Slowly, he started shifting more things.
He swapped out the nightly ice cream for something with less sugar.
He bought a clunky old exercise bike at a thrift store and set it up in front of his TV, pedaling away every evening.
He wasn’t looking for a revolution.
He was just trying, in his quiet, unassuming way, to make it a little better.
One night, while pedaling, he realized the TV was just a touch clearer.
The world came into focus—not much, but enough to know it wasn’t static.
It was moving, changing, evolving right along with him.
He set a goal, one that would have seemed impossible months earlier: to get his driver’s license back.
That license was freedom, a way to go places on his own, to stop feeling like a man cut off.
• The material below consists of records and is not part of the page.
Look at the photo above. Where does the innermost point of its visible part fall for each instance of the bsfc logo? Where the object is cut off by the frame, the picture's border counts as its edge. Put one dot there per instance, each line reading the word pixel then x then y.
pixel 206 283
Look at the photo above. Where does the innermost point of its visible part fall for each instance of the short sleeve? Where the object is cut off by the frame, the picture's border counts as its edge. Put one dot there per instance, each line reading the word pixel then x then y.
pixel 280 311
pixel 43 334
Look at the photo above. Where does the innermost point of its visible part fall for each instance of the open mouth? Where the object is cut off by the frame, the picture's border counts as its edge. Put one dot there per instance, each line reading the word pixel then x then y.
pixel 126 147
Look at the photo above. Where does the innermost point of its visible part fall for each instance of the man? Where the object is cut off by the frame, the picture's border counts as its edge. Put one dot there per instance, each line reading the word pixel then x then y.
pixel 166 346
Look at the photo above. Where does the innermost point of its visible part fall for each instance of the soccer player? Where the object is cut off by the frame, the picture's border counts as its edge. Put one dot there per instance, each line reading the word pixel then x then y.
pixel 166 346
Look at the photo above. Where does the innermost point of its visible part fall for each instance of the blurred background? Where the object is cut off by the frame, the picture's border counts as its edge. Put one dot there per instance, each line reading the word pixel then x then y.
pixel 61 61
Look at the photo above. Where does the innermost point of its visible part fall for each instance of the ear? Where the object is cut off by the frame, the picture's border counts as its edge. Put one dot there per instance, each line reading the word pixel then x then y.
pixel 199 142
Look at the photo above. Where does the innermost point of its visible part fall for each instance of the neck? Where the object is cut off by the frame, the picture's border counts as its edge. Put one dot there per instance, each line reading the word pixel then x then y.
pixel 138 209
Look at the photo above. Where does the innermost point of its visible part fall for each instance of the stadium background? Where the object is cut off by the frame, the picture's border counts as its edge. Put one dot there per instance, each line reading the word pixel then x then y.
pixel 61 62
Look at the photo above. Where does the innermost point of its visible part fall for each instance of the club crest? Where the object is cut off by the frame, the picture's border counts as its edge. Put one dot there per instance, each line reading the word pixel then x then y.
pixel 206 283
By the time he walked into my office for our last session, there was something different about him.
He had found a new place within himself—a quiet, unshakeable strength that was his alone.
It wasn’t about fighting fate anymore.
It was about knowing he could make small changes and trust they’d lead him somewhere he wanted to go.
Here's the takeaway:
Small actions can open doors to big changes.
That man’s story?
It’s proof that one small habit, one choice to stick with it, can be all it takes to shift everything.
When he stopped asking if it was worth it and just tried, the world opened up a little more each day.
So think about it.
What’s one thing you could change, one small move you could make, today?
Don’t worry about the endgame—just take that step.
Because those little moves? That’s where real strength begins.
This post was inspired by Amy Morin's Ted Talk, The Secret of Becoming Mentally Strong.